Intensive Behavioral Therapy for Obesity Combined with Liraglutide 3.0 mg: A Randomized Controlled Trial.
Obesity (Silver Spring) · 2019
Last updated 2026-05-28In a 1-year study of 150 adults with obesity, those receiving intensive behavioral therapy (IBT) alone lost an average of 6.1% of their starting weight. Adding the drug liraglutide increased average weight loss to 11.5%, and combining liraglutide with meal replacements led to a 11.8% loss. More participants in the liraglutide groups (70% and 74%) lost at least 5% of their weight compared to IBT alone (44%).
AI summary of the abstract below.
| Journal | Obesity (Silver Spring), 2019 |
|---|---|
| Citations | 80 |
| Relative citation ratio | 3.72 |
| NIH percentile | 88 |
| Molecules | liraglutide |
| Conditions studied | Obesity |
Abstract
OBJECTIVE: The Centers for Medicare and Medicaid Services (CMS) covers intensive behavioral therapy (IBT) for obesity. The efficacy, however, of the specific approach has never been evaluated in a randomized trial, as described here. The 1-year trial also assessed whether the addition to IBT of liraglutide 3.0 mg would significantly increase weight loss and whether the provision of meal replacements would add further benefit.

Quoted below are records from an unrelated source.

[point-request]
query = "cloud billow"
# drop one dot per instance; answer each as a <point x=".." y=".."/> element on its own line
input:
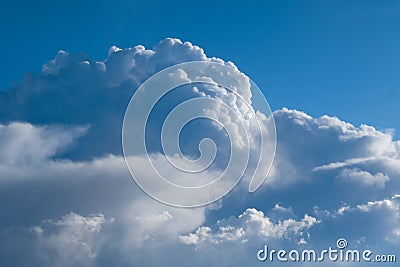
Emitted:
<point x="67" y="198"/>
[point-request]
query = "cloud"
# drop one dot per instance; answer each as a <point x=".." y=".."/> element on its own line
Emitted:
<point x="252" y="224"/>
<point x="67" y="197"/>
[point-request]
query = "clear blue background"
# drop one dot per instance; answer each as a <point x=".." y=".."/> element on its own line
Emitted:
<point x="339" y="57"/>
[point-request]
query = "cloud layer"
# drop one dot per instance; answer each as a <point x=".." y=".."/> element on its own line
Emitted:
<point x="67" y="198"/>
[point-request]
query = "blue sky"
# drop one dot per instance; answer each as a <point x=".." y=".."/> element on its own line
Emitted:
<point x="324" y="57"/>
<point x="66" y="196"/>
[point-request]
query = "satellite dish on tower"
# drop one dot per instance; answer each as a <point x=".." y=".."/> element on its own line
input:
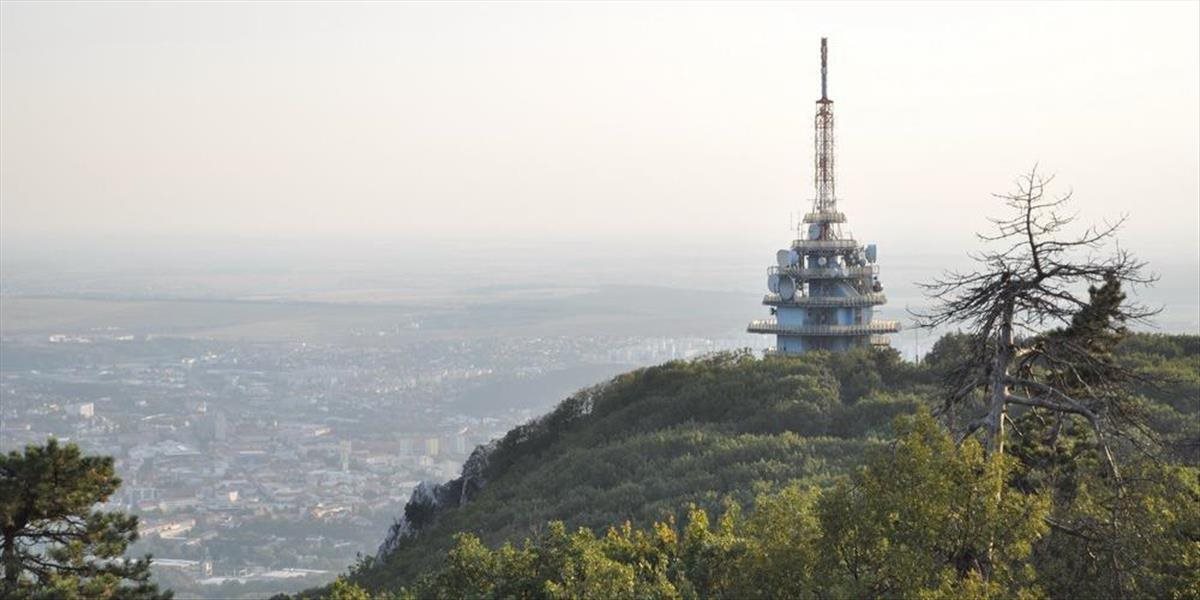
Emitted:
<point x="786" y="288"/>
<point x="783" y="257"/>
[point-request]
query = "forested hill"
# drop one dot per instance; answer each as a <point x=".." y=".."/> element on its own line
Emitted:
<point x="721" y="429"/>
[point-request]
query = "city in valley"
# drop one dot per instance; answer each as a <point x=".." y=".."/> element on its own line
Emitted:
<point x="261" y="461"/>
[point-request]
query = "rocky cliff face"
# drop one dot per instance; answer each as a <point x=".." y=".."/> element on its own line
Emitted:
<point x="430" y="498"/>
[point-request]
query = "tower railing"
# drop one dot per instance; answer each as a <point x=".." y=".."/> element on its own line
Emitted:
<point x="825" y="245"/>
<point x="871" y="299"/>
<point x="873" y="328"/>
<point x="825" y="273"/>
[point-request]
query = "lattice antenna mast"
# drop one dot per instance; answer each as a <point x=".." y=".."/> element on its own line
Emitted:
<point x="826" y="198"/>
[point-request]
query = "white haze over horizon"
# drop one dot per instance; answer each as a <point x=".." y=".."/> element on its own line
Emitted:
<point x="202" y="136"/>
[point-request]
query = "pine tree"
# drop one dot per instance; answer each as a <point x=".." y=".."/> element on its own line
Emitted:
<point x="54" y="543"/>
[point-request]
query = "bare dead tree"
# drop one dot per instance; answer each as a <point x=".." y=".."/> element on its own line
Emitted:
<point x="1039" y="307"/>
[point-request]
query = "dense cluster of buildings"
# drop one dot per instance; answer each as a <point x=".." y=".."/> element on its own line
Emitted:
<point x="276" y="463"/>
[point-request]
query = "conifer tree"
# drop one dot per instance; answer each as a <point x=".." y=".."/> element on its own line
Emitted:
<point x="54" y="544"/>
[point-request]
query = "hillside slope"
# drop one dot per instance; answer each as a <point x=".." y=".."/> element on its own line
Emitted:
<point x="646" y="444"/>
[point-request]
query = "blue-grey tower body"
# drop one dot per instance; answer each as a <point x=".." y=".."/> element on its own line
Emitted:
<point x="823" y="289"/>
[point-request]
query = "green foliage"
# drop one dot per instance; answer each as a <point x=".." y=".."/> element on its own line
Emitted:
<point x="54" y="545"/>
<point x="923" y="513"/>
<point x="952" y="528"/>
<point x="831" y="480"/>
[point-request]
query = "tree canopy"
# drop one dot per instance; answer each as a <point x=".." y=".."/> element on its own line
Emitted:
<point x="54" y="544"/>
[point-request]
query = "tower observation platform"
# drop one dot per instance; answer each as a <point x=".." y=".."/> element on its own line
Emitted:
<point x="826" y="286"/>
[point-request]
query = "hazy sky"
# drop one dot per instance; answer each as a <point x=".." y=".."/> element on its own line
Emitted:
<point x="603" y="120"/>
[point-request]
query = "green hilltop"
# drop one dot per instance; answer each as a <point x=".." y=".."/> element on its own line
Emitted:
<point x="721" y="431"/>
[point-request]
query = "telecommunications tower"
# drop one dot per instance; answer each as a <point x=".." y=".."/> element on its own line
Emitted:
<point x="825" y="288"/>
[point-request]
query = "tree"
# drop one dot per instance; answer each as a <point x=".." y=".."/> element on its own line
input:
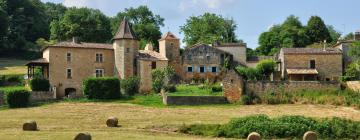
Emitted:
<point x="317" y="31"/>
<point x="28" y="22"/>
<point x="88" y="24"/>
<point x="145" y="24"/>
<point x="208" y="28"/>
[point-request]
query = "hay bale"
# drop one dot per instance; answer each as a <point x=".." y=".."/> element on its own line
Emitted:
<point x="310" y="135"/>
<point x="112" y="122"/>
<point x="83" y="136"/>
<point x="254" y="136"/>
<point x="30" y="126"/>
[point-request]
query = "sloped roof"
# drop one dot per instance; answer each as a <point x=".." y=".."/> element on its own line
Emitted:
<point x="169" y="36"/>
<point x="82" y="45"/>
<point x="125" y="31"/>
<point x="151" y="55"/>
<point x="311" y="51"/>
<point x="301" y="71"/>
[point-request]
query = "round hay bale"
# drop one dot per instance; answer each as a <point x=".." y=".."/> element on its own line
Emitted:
<point x="30" y="126"/>
<point x="83" y="136"/>
<point x="254" y="136"/>
<point x="112" y="122"/>
<point x="310" y="135"/>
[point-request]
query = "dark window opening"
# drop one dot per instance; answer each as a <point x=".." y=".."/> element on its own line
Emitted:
<point x="190" y="69"/>
<point x="312" y="64"/>
<point x="202" y="69"/>
<point x="153" y="65"/>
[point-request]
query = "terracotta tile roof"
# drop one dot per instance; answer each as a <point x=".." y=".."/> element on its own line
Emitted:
<point x="301" y="71"/>
<point x="311" y="51"/>
<point x="169" y="36"/>
<point x="37" y="61"/>
<point x="125" y="31"/>
<point x="150" y="55"/>
<point x="82" y="45"/>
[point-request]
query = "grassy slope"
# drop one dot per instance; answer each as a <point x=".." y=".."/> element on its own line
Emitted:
<point x="64" y="120"/>
<point x="12" y="66"/>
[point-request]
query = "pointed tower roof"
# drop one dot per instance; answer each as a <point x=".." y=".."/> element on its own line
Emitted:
<point x="125" y="31"/>
<point x="169" y="36"/>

METHODS: A total of 150 adults with obesity were randomly assigned to: IBT (IBT-alone), providing 21 counseling visits; IBT combined with liraglutide (IBT-liraglutide); or IBT-liraglutide combined for 12 weeks with a 1,000- to 1,200-kcal/d meal-replacement diet (Multicomponent). All participants received weekly IBT visits in month 1, every-other-week visits in months 2 to 6, and monthly sessions thereafter.
RESULTS: Ninety-one percent of participants completed 1 year, at which time mean (± SEM) losses for IBT-alone, IBT-liraglutide, and Muticomponent participants were 6.1 ± 1.3%, 11.5 ± 1.3%, and 11.8 ± 1.3% of baseline weight, respectively. Fully 44.0%, 70.0%, and 74.0% of these participants lost ≥ 5% of weight, respectively. The liraglutide-treated groups were superior to IBT-alone on both outcomes. Weight loss in all three groups was associated with clinically meaningful improvements in cardiometabolic risk factors.
CONCLUSIONS: The findings demonstrate the efficacy of IBT for obesity and the potential benefit of adding pharmacotherapy to this approach.